The official monetary unit in Guatemala is called a Quetzal. The Guatemalan Quetzal (GTQ) is divided into 100 centavos. The remarkably stable exchange rate of the Guatemala Quetzal to the U.S. dollar is approximately 8 to 1, which means 2 Quetzals equal a U.S. quarter. Guatemalan coins in circulation include 1, 5, 10, 25, and 50 centavos, and a 1 Quetzal coin. The country's paper currency includes a 50 centavos bill, plus bills worth 1, 5, 10, 20, 50, 100, and 200 Quetzals.
History of the Quetzal
The Quetzal bills feature the beautiful national bird of Guatemala, the green and red resplendent Quetzal, which is in danger of extinction from habitat loss. The ancient Mayans who populated the region of present-day Guatemala used the bird's feathers as money. The modern bills include their denominations in both standard Arabic numerals and the corresponding ancient Mayan symbols. Images of notable historical figures, including General José María Orellana, Guatemala's president from 1921 to 1926, decorate the fronts of the bills, while the backs display national symbols, such as Tikal. The Quetzal coins carry the Guatemalan coat of arms on the front.

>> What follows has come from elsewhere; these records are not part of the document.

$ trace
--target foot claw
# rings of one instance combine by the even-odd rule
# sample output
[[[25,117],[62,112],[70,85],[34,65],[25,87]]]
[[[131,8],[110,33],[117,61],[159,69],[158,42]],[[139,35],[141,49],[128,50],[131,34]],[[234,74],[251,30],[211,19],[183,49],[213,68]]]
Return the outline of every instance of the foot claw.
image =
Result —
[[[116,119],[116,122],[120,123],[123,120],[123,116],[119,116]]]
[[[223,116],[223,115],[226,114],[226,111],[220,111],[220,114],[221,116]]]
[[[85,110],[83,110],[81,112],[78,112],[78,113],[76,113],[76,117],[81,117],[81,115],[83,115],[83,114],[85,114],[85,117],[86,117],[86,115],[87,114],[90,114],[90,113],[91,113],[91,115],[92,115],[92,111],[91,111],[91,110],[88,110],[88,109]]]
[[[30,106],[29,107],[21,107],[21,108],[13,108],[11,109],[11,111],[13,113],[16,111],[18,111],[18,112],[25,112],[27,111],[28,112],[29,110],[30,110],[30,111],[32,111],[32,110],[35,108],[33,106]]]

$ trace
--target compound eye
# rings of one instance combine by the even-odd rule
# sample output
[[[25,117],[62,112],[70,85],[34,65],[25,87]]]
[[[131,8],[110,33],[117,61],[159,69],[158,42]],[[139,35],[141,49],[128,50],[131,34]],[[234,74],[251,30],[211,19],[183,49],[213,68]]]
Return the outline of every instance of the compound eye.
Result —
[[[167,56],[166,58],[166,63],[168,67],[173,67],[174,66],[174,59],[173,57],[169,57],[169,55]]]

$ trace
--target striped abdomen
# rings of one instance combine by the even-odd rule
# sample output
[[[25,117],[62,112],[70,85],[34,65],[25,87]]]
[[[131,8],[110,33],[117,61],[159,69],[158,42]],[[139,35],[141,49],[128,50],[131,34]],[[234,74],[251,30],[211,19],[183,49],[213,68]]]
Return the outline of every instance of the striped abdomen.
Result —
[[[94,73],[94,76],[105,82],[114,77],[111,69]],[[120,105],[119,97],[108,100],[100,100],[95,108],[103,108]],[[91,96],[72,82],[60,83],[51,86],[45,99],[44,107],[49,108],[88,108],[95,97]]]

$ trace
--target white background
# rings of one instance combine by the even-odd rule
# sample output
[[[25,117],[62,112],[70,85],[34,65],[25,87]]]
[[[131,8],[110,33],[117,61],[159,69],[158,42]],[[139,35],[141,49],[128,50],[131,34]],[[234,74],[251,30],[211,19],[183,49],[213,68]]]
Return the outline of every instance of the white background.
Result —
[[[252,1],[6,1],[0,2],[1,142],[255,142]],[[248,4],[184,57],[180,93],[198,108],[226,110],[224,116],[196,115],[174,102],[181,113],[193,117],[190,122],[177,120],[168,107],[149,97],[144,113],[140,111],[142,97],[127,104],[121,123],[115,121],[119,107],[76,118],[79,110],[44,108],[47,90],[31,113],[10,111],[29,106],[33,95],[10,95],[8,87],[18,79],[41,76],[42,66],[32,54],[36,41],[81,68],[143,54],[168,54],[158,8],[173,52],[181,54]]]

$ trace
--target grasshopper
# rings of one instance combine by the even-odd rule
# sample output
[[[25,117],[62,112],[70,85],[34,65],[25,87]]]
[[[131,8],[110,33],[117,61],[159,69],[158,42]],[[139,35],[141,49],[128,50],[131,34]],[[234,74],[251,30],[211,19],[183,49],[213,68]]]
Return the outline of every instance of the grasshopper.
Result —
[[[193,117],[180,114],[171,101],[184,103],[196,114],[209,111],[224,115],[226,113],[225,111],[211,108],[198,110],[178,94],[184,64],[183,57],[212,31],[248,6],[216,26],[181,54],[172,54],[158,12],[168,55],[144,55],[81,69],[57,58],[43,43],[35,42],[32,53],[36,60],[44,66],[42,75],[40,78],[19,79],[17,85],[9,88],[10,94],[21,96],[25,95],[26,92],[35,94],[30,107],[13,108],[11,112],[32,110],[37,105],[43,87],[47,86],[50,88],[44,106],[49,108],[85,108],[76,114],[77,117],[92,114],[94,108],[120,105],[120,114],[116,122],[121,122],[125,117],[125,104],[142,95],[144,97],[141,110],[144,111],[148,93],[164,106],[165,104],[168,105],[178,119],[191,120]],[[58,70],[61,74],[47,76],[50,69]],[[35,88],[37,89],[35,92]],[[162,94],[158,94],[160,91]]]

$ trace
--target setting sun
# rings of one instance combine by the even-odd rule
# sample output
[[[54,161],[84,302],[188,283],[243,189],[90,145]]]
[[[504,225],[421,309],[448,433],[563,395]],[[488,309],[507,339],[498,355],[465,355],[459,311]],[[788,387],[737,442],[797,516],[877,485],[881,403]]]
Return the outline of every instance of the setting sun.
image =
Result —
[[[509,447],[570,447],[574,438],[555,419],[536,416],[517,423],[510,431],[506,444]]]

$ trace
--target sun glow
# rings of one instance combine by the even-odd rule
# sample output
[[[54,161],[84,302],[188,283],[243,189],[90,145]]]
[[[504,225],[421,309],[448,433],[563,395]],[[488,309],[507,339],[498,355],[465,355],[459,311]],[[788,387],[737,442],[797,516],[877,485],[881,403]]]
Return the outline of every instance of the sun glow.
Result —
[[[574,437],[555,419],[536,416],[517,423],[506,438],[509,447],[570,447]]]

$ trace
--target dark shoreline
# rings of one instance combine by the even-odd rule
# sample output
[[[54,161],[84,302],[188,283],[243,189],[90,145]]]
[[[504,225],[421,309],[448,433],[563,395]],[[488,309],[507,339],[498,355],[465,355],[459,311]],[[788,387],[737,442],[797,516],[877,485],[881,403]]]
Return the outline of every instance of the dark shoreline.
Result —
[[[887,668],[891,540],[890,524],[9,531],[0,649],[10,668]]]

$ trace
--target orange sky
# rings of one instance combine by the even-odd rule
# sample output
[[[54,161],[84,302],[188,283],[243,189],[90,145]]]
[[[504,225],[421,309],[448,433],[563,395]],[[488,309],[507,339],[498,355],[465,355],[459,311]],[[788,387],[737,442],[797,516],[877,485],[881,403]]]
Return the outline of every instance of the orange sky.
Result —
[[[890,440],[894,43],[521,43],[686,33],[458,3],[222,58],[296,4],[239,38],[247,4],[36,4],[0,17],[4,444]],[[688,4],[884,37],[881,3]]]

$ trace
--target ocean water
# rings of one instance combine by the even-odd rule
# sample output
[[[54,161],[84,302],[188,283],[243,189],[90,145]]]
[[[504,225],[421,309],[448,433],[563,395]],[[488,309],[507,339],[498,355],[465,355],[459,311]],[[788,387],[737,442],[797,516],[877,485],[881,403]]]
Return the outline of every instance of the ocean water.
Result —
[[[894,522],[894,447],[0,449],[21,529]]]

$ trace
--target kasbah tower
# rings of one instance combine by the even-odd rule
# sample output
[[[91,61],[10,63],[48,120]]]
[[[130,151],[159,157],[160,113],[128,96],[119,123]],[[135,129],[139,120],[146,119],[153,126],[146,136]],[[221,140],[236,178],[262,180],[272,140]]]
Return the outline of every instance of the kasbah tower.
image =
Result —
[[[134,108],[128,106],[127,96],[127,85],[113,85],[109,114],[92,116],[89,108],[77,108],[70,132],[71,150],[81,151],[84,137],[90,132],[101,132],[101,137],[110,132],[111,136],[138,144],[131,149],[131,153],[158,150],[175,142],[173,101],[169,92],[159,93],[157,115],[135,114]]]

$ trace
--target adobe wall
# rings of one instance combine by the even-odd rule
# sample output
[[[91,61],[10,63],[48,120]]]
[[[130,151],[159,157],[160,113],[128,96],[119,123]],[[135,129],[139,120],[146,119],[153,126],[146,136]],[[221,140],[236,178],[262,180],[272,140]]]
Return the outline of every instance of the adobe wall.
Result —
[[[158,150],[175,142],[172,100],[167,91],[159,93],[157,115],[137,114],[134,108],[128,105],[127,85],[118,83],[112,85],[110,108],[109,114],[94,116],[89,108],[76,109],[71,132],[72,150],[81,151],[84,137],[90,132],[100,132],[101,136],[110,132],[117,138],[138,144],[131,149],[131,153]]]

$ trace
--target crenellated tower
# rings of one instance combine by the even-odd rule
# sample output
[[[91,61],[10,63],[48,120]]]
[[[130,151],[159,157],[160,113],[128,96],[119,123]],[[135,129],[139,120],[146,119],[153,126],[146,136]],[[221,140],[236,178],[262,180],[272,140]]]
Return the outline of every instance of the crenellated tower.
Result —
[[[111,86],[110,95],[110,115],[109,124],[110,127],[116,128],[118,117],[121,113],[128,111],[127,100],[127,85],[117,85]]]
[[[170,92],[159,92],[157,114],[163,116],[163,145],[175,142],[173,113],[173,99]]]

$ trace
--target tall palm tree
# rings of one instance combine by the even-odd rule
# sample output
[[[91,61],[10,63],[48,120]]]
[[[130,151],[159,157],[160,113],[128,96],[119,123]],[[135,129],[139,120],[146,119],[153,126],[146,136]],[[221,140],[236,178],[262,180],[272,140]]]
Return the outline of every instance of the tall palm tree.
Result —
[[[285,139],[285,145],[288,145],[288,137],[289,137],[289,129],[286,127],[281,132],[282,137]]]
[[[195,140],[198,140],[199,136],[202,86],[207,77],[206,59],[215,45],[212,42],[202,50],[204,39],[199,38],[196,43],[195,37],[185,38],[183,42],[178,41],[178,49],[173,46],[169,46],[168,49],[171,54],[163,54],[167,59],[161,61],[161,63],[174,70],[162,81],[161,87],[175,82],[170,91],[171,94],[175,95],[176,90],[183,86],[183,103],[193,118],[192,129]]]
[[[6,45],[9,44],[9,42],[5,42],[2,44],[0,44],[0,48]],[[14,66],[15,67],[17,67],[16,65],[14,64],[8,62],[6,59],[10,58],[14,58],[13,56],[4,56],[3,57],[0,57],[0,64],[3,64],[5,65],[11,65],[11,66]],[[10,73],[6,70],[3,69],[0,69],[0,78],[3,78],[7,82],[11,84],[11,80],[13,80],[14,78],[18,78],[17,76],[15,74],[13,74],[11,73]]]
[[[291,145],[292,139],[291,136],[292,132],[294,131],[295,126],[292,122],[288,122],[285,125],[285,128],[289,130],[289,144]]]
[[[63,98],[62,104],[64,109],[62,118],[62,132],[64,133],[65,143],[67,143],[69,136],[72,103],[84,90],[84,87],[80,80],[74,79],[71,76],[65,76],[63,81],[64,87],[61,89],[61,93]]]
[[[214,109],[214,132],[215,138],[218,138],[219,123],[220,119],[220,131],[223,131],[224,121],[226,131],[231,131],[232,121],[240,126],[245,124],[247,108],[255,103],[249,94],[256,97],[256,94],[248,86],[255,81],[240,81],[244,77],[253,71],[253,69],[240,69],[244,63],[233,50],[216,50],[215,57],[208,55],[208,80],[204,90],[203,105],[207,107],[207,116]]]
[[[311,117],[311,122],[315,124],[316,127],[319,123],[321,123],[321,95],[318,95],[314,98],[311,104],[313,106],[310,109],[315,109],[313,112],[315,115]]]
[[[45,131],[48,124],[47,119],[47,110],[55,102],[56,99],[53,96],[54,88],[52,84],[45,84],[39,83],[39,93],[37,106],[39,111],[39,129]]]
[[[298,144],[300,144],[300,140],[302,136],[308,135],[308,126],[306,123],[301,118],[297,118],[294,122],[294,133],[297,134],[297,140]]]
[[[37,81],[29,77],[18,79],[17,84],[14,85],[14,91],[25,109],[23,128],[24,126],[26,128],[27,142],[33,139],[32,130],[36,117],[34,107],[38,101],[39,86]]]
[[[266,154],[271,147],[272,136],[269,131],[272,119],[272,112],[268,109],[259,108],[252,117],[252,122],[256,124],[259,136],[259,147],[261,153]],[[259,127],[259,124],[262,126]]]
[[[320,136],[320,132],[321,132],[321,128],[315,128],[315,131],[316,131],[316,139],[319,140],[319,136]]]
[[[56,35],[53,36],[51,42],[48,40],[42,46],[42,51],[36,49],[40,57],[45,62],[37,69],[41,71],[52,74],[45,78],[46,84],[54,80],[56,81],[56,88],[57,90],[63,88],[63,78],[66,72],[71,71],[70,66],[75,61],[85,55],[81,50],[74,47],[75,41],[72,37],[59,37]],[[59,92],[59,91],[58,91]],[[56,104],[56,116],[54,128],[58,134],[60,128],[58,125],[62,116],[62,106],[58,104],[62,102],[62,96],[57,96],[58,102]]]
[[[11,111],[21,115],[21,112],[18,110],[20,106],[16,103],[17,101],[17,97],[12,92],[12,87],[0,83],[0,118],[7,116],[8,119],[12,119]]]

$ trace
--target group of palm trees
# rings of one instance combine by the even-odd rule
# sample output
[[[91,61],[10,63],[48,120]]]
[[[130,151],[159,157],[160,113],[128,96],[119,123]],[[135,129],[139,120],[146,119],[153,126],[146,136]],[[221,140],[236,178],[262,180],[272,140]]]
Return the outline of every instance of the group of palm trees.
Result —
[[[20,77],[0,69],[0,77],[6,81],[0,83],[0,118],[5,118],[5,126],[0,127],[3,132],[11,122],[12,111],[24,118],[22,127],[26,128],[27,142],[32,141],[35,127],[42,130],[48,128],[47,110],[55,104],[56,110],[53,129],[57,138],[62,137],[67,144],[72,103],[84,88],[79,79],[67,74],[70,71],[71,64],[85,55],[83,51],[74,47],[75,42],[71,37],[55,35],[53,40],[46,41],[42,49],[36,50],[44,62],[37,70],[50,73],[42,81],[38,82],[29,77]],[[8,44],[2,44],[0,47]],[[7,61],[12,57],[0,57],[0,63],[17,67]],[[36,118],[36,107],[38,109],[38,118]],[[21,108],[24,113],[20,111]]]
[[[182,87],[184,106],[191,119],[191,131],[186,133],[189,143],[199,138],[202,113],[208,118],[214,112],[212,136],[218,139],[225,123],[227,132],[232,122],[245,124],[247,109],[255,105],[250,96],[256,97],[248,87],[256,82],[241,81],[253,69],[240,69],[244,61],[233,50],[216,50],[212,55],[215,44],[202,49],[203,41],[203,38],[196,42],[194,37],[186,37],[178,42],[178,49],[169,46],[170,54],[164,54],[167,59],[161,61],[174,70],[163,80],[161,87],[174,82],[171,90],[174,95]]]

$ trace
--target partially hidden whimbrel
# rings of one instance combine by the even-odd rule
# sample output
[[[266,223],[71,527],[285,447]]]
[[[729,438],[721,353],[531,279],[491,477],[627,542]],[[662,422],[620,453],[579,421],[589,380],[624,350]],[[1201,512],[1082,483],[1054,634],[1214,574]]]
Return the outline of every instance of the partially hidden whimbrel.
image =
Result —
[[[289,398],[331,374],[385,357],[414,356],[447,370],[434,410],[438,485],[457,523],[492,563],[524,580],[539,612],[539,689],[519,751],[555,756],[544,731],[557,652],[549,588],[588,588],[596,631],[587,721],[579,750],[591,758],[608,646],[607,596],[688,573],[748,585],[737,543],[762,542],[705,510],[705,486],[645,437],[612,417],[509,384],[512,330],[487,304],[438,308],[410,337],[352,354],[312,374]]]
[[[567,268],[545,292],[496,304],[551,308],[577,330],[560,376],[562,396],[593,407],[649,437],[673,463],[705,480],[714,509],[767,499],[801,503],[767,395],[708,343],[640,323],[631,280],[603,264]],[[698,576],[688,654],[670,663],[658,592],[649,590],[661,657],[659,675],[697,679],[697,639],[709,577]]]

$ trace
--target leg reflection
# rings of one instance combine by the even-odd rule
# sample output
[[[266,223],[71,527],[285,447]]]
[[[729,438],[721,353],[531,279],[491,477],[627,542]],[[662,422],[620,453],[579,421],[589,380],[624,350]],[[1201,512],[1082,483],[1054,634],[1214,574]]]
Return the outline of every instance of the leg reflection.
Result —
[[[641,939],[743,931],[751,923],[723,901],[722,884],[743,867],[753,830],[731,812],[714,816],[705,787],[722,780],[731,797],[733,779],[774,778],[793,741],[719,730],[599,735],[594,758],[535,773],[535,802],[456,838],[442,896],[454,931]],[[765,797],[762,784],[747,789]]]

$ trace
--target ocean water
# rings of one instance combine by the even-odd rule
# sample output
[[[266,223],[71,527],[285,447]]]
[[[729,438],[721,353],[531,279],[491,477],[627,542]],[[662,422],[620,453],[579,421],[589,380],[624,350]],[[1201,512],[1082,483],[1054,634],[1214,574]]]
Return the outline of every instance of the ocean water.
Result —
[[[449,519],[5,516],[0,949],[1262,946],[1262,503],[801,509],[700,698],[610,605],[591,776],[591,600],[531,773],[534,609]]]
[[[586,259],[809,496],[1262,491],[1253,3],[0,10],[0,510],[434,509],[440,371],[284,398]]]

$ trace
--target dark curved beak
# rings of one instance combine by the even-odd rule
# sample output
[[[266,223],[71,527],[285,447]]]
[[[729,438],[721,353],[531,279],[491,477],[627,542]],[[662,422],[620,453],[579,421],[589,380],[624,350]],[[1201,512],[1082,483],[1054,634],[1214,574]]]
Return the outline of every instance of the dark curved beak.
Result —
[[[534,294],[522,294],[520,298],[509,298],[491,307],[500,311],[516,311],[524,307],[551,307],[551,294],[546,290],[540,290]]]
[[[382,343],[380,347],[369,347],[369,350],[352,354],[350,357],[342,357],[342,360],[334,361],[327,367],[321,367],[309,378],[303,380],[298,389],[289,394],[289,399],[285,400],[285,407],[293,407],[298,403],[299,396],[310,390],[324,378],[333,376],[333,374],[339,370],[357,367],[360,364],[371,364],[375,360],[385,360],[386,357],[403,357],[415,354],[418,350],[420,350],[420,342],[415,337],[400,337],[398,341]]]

Introduced in 1925 by President Orellana, the Quetzal let to the creation of the Bank of Guatemala, the only institution authorized to issue currency. Pegged to the U.S. dollar from its inception until 1987, the Quetzal still maintains stable exchange rates, despite its status as a floating currency.
Traveling With Quetzals
The U.S. dollar is widely accepted in Guatemala's capital and in the country's most touristy destinations such as Antigua, around Lake Atitlan, and near Tikal. However, you should carry local currency, especially in smaller denominations, when you visit rural areas, food and craft markets, and government-operated tourist sites. Most vendors make a change in Quetzals even for transactions in dollars, so you will undoubtedly end up with some in your pocket. The Quetzal bills fit in wallets designed for U.S. dollars, and their colorful designs easily distinguish them, so many travelers end up with a mix to draw from when they go to pay a bill.
The country's chronically undependable ATMs inspire many a rant on online travel message boards. Those located inside banks or at international hotels seem to produce the best results. Some newer ATMs even allow you to choose between Quetzals and U.S. dollars. If you do withdraw Quetzals from an ATM, you might end up with large bills that can be difficult to break, but you generally get the best exchange rate this way. Keep in mind, too, that ATMs typically impose a transaction limit, and you may incur charges from both your bank and the issuing bank when you use an ATM in another country.
You can also exchange money at banks throughout the country. If you carry U.S. cash into Guatemala, make sure the bills are crisp and undamaged, as tears and other signs of wear can cause a bank or vendor to reject them. Try to spend all your Quetzals before you leave the country as it can be difficult and expensive to change them back to your home currency.